Triable Issues Of Fact Existed Regarding Policyholder’s Detrimental Reliance On Certificate Of Flood Insurance

Witkowski v. Richard W. Endlar Ins. Agency, Inc.
(Massachusetts Court of Appeals, May 29, 2012)

In this coverage dispute, the policyholder appealed an adverse summary judgment ruling dismissing its claims arising from a flood of the Shawsheen River that destroyed multiple basement residential condominium units. After the flood, a trustee of the condominium association told the four basement unit owners that their units were excluded from coverage under the association’s master policy.  Also, applicable building codes prohibited units at basement level in a special flood hazard zone from being rebuilt for the purpose of human occupancy.  The plaintiff filed suit against the agency and title insurance company that originally provided coverage.

At issue was the propriety of summary judgment entered in favor of the defendants.  As to Endlar, the plaintiff contended that he relied to his detriment on a certificate Endlar furnished prior to the plaintiff’s purchase of the unit, falsely representing that the unit was covered by flood insurance. As to First American, the plaintiff contended that his inability to rebuild his unit renders title to his unit unmarketable, within the meaning of the policy of title insurance he purchased incident to his purchase of the unit.

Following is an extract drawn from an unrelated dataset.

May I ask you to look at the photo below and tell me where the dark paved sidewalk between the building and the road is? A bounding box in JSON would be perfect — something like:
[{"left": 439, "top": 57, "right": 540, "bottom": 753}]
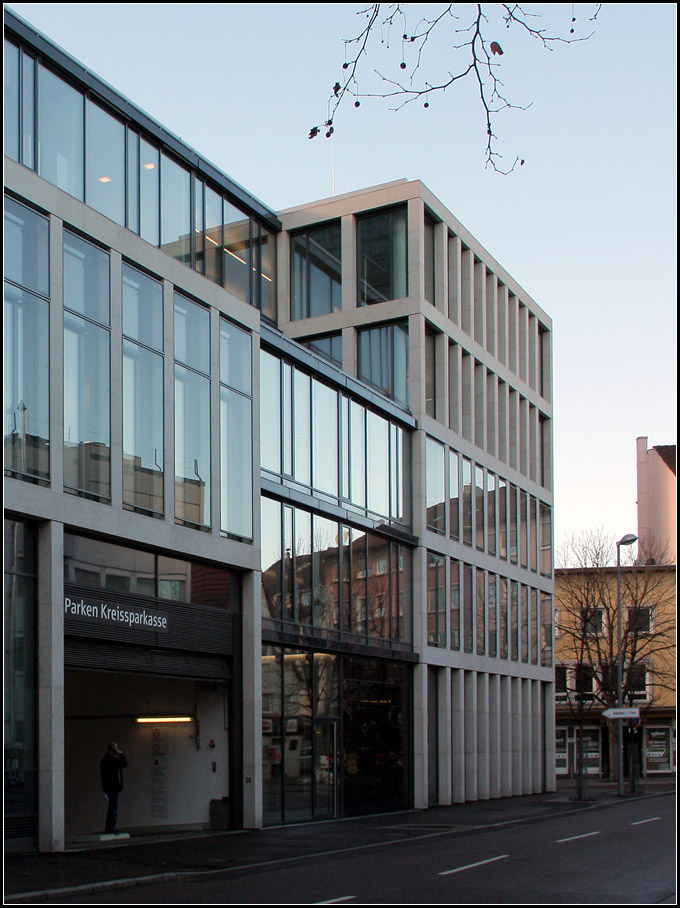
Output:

The record revealed that it was communicated to Endlar, on the plaintiff’s behalf, the need for a certificate verifying flood insurance coverage for the plaintiff’s unit. In response, Endlar furnished a certificate stating that the plaintiff, as owner of unit 4, “is insured” under the master policies issued to the condominium trust including, flood insurance.  Though the certificate made clear that it is not a contract of insurance, it stated clearly that the listed policies had been issued.

The court noted that contrary to the defendant’s assertions, the certificate did not contain any express statement that the policies listed thereon are subject to any other conditions or limitations, or that the recipient should review the policies themselves in order to ascertain the scope or existence of coverage. Moreover, though the policies may have contained certain implicit qualifications or limitations, the exclusion of the plaintiff’s unit from coverage entirely was a particularly dramatic limitation under the circumstances.

Further, the court held that the disclaimer that the certificate is not a contract of insurance did not derogate, by its terms or in its context, from the fact that the recipient of the certificate should be entitled to rely on its accuracy, at least concerning the issuance and existence of the policies listed thereon. Particularly in the circumstances attending the request for the certificate, Endlar was aware that the plaintiff (and his mortgage lender) required proof of flood insurance coverage on his unit, and that they would rely on the insurance certificate Endlar furnished to constitute that proof. The court noted that plaintiff’s claim did not rest on a claim of contract, based on the certificate; instead it rested on the contention that the plaintiff relied to his detriment on materially false information furnished by Endlar.

As such, the court reversed summary judgment concluding that there are triable questions of fact concerning whether the certificate falsely represented that the plaintiff’s unit was covered under the master condominium policies of flood insurance, and whether the plaintiff reasonably relied to his detriment on that representation.